C羅撓撓一頭被發膠固定住的卷發,舉起空出來的手掌發誓,“我保證,等到固定行程結束,我一定帶你去玩。”

時至今日,卡卡已經能非常輕松自如地以臀部接觸C羅的手掌,坐着擺擺手,說不用不用,一副哥倆好的模樣。他并不在意C羅會不會帶自己出去玩,以他現在的高度來看世界,角度其實還挺奇怪的,動不動就是仰視……或者俯視。

但C羅卻朝他擠擠眼睛,說:“嘿,你知道嗎,聽說我的廣告會到夜市去拍,到時候月黑風高,又有很多好吃的,你一定不會被發現!”

“呃……”為什麽卡卡隐約感覺這不是個好主意呢?

作者有話要說: 門德斯粗線啦!東南亞之行的視角和上一篇很不一樣,親們可放心看~以及明天有更

☆、臉紅心跳的意外

帝力的下一站是雅加達,C羅的廣告拍攝地點。初到的這天晚上,沒有行程的葡萄牙人訂了個木桶浴到房間裏。據說這裏的藥物水療非常著名,他當然要體會一把。熱氣騰騰的木桶擺在房間角落的木窗下面,很有東方古典氣息。

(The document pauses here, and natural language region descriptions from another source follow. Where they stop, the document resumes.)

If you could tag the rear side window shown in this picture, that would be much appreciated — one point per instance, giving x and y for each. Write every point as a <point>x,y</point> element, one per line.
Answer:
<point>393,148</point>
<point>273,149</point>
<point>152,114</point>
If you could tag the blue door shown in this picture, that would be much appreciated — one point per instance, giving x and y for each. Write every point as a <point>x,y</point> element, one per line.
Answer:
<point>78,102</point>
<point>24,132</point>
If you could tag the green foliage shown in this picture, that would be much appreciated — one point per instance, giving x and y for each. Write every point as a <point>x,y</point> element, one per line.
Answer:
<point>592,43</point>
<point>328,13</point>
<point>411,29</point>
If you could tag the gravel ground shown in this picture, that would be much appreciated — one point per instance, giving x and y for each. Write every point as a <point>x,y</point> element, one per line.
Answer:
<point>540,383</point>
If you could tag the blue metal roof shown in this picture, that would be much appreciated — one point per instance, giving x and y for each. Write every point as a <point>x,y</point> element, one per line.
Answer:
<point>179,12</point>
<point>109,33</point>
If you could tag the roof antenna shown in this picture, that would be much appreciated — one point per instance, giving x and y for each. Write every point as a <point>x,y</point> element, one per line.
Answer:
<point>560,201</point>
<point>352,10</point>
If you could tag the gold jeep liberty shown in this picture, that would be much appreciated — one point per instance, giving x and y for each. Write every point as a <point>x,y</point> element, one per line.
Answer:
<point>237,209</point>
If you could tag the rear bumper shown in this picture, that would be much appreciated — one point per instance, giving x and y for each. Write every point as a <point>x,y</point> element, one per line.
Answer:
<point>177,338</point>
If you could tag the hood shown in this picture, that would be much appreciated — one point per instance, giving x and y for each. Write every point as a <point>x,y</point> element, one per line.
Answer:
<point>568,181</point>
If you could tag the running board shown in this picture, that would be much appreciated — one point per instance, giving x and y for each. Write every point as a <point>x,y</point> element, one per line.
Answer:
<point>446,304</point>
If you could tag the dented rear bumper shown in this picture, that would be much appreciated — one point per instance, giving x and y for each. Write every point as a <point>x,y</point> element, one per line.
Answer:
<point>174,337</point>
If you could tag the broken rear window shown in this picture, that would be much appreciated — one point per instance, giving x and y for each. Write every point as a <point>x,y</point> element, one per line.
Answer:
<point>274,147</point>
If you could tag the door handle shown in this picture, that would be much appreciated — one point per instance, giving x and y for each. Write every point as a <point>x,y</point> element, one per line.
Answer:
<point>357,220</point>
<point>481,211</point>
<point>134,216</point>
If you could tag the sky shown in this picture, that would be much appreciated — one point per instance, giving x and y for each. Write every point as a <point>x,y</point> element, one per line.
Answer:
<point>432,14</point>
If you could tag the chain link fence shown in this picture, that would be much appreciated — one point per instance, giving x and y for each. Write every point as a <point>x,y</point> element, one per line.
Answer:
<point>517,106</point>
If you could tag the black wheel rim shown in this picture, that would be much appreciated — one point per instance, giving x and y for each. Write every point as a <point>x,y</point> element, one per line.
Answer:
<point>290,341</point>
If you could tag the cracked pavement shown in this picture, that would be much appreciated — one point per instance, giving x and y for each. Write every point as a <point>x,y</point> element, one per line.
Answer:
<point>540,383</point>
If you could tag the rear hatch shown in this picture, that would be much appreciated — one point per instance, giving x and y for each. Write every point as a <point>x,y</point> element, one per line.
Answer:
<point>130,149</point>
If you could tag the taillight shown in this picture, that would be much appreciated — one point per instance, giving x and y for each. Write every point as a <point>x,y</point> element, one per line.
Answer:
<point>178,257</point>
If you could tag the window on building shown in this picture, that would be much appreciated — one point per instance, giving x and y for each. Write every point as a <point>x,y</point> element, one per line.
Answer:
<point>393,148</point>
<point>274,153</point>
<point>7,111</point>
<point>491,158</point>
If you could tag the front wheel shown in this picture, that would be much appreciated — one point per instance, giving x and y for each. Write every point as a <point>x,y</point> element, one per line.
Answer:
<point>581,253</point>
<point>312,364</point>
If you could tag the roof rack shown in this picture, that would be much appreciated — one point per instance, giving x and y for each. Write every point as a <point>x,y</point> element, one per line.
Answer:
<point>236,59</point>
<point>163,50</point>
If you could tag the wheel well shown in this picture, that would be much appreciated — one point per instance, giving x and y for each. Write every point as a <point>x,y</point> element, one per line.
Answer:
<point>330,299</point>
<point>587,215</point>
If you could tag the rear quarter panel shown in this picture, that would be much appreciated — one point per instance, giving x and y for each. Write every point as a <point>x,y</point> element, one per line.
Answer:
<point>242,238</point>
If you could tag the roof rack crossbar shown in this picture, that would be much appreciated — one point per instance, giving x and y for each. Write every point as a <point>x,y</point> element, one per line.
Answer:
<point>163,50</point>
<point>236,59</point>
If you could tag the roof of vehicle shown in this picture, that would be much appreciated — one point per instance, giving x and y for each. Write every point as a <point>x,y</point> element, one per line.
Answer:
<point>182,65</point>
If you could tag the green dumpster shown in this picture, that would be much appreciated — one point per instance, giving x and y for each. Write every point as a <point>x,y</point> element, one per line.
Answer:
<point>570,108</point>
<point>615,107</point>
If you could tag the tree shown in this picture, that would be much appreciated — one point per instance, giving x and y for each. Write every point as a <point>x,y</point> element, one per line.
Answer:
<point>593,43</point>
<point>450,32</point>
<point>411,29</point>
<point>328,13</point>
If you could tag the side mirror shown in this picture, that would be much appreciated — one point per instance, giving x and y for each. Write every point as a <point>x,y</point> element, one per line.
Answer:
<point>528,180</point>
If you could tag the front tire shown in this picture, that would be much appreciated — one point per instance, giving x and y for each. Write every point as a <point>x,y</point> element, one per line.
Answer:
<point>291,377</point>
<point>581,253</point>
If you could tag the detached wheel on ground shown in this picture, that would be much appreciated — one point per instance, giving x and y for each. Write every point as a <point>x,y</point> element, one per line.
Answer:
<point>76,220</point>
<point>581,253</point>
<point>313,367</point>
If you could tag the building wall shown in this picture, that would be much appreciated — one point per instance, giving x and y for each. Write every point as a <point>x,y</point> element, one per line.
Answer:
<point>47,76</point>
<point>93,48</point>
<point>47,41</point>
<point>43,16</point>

C羅豪放地把衣服一脫,考慮到房間裏還有個紳士的小不點,他把關鍵部位用一條短短的浴巾圍上,雙手叉腰對卡卡建議:“我們一起去泡澡怎麽樣!”

卡卡正在床上站着玩頂球,被這話吓得足球從頭上掉下來,擡頭愣愣地問:“可是澡桶這麽大,我要在裏面游泳才不會掉進水裏。”而且雖然他們已經裸裎相見很多遍,但要一起泡澡,還是感覺怪怪的。

葡萄牙人早有準備,拿出一只木杯,指了指杯把,“這個很适合挂在浴桶邊緣,你可以在杯子裏面洗,怎麽樣?”

可是這樣的話不是跟在杯子裏洗澡是一樣的麽,只是用了藥湯而已……可是對視着C羅閃閃發亮的眼睛,卡卡又實在不忍心拒絕。他點點頭,任由葡萄牙人把自己帶到木桶旁,試了試水溫,浸入傳說中舒筋活絡、排毒養顏的藥湯中。C羅坐入桶中時,激起的水花濺了卡卡一臉。

C羅開心地用手指抹了抹卡卡的臉頰,舒服地呻|吟一聲,“真是太爽了。”到東南亞以來,他一直在趕各種行程,本來賽季完畢應該是好好休息的時候,卻要應付狂熱的球迷和熱情的接待方,難免疲憊不堪。這次借木桶浴洗去一身的塵土,水蒸氣中還隐隐漂浮着一絲藥香味,很養人的感覺。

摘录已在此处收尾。